24. I have referred earlier to the absence of reference to Section 54 in Sections 68 to 72, and there is also the restriction of the third schedule to the Code, which is headed 'Execution of decrees by Collector,' to decrees transferred to the Collector under Section 68. These facts seem to me of some significance. It is true that, except perhaps paragraph 13 of the third schedule, the terms of the third schedule are not appropriate to proceedings to effect partition, but the omission from the schedule of rules applicable to partition proceedings does suggest a distinction between the procedure under Section 54 and the procedure of execution of decrees by the Collector. I do not think that analogy can reasonably be drawn between the position of the Collector acting under Section 54 and that of a transferee Court under Section 39 and following sections. The Court has no discretion under Section 54, as it has under Section 39, and it retains no powers such as those mentioned in Order XXI, Rule 26.
25. I think therefore that it is not possible to refer the action of the Collector under Section 54 to execution of a decree by the Court itself through a ministerial officer, or to transfer off a decree for execution to the Collector. The Collector's procedure is something outside the ordinary provisions of the Code. It consists of the combination of what, but for Section 54, would be a proceeding in a suit and a proceeding in execution. This one proceeding is conducted by an executive officer with a wide range of discretion, not subject, at any rate ordinarily, to control by the Court. It seems to me therefore that the circumstance that technically the Court's decree is a final decree is not reason sufficient for insisting that what follows, a procedure not comparable with other procedure under the Code, must be classified as execution, and therefore must attract such disabilities as are imposed by the Limitation Act. There appears not reason of expediency against the view I take. The filing of a suit for partition affects separation of status, but parties may not wish at the time to proceed to partition by metes and bounds. There is no period of limitation for the making of a final decree consequent on a preliminary decree under Order XX, Rule 18(2) see Dwarka Nath Misseir v. Barinda Nath Misser I.L.R (1895) Cal. 425 and Ramanathan Chetty v. Alayappa Chetty I.L.R (1929) Mad. 378 and when to the division by metes and bounds is tacked the giving of separate possession, as it is in the proceedings before the Collector, I think similar freedom from the restrictive effects of rules of limitation is not an undesirable result. In my opinion, therefore, the proceedings before the Collector should be regarded as something outside the Civil Procedure Code, to which the term 'execution proceedings' should not be applied, and for the prosecution of which no rule of limitation is applicable. I agree with the view expressed in Jacinto v. Fernandez that the action of the Court in sending the decree or a vatap warrant to the Collector is a ministerial act. No application is required by the Code to be made to the Court and, if application is made by a party, it is not an application under the Code of Civil 'Procedure to which Article 181 of the Indian Limitation Act will apply. I would answer in the affirmative the question I propounded at the beginning of this judgment, and I agree with the order proposed.

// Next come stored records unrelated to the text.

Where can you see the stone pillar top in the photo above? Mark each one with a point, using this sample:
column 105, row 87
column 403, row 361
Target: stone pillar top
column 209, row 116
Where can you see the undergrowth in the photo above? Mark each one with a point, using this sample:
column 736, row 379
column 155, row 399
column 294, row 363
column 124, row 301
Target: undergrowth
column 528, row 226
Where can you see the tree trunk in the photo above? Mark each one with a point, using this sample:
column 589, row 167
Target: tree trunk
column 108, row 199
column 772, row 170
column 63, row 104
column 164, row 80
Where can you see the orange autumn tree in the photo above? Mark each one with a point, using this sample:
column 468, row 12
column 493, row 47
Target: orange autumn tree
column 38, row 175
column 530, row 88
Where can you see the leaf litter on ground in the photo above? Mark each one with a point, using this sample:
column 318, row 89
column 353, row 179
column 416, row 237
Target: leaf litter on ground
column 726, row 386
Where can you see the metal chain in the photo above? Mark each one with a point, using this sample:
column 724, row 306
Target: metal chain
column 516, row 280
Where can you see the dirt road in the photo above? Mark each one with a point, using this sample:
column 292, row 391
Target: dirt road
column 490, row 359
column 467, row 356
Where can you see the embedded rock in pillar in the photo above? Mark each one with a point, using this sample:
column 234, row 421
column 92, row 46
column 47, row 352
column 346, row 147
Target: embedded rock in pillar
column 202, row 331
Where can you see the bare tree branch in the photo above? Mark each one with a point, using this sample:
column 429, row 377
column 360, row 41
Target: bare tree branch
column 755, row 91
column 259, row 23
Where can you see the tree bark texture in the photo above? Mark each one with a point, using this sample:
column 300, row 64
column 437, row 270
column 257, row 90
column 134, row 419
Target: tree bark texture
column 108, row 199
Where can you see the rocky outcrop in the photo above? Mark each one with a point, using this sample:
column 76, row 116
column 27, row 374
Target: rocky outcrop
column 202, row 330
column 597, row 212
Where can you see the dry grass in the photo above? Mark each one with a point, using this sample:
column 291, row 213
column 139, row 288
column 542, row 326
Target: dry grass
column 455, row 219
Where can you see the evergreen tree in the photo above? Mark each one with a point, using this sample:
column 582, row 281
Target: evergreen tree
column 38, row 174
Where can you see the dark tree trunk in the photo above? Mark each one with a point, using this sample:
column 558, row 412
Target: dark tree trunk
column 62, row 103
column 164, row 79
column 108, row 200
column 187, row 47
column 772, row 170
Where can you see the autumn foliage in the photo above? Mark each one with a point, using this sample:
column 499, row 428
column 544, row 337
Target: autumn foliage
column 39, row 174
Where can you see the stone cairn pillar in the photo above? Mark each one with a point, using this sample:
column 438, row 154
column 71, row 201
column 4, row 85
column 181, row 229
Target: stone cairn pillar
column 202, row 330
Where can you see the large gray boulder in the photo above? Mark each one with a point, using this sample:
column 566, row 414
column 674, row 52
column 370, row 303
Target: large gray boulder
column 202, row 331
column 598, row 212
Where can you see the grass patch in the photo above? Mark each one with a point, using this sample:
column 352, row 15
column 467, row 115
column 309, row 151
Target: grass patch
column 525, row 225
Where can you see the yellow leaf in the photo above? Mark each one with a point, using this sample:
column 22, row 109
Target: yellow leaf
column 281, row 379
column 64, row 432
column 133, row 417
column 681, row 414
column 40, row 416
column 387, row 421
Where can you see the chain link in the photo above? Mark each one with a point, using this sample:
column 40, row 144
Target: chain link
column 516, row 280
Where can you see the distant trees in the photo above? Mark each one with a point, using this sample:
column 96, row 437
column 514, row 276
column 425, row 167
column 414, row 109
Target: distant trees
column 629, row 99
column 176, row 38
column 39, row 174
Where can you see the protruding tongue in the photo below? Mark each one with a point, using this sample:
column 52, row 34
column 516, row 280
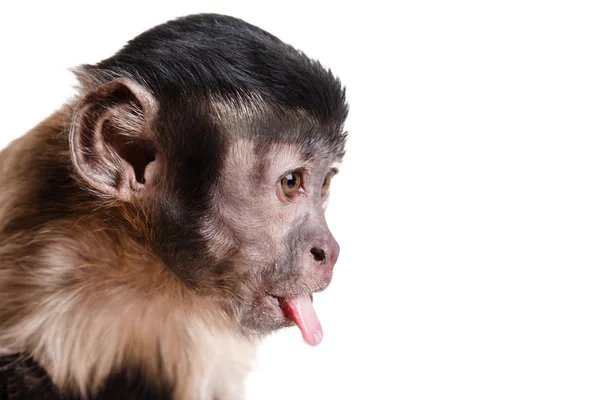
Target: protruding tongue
column 300, row 310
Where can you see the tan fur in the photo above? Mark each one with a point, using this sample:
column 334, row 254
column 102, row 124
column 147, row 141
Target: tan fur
column 84, row 299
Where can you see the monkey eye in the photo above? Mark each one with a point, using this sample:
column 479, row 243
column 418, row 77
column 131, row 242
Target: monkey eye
column 291, row 184
column 326, row 184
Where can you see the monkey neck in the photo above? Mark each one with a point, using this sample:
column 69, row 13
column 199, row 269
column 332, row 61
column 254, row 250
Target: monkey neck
column 86, row 299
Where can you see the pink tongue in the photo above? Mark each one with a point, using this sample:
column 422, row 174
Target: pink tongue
column 300, row 309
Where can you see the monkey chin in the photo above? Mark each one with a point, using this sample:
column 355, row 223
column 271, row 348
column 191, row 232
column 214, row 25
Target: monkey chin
column 269, row 313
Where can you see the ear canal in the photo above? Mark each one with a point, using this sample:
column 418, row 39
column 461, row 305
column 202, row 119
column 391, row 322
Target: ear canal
column 113, row 140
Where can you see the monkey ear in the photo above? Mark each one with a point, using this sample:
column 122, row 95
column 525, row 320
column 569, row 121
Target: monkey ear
column 113, row 140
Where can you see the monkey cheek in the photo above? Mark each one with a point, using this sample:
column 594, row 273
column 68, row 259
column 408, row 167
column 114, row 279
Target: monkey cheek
column 264, row 315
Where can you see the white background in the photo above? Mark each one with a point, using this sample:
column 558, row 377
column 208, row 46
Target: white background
column 468, row 207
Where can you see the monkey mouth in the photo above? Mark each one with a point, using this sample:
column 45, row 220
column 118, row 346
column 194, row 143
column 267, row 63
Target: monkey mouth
column 300, row 310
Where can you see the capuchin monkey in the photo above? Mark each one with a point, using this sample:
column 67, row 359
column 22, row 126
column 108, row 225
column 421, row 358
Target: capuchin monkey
column 156, row 227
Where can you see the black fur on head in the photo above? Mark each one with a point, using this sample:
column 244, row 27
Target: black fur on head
column 192, row 65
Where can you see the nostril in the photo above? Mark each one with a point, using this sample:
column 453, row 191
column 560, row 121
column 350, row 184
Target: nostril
column 318, row 254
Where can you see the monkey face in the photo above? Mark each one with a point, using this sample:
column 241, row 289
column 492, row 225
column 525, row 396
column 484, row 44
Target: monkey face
column 274, row 200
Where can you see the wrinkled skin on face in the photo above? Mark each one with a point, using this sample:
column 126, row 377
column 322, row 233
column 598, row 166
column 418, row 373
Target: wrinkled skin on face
column 289, row 252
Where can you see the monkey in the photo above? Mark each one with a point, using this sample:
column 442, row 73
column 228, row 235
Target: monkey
column 171, row 215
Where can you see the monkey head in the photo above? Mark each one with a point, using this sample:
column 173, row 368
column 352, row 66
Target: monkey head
column 217, row 144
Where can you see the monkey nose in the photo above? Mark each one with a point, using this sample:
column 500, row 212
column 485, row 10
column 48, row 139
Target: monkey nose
column 327, row 254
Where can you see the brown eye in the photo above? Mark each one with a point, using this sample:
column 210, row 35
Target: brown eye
column 291, row 184
column 326, row 184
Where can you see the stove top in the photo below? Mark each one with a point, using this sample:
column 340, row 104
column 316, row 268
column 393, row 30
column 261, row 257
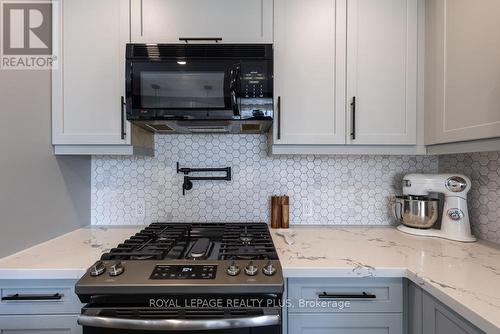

26. I agree with the judgment delivered by my learned brother Mr. Justice Lokur. Whether the decree for partition under Order XX, Rule 18(2), of the Code of Civil Procedure, is regarded as preliminary or final, I have no doubt that there is no bar of limitation to the application being sent to the Collector in order that he may carry out the directions given in the decree. I therefore agree with the order proposed by my learned brother.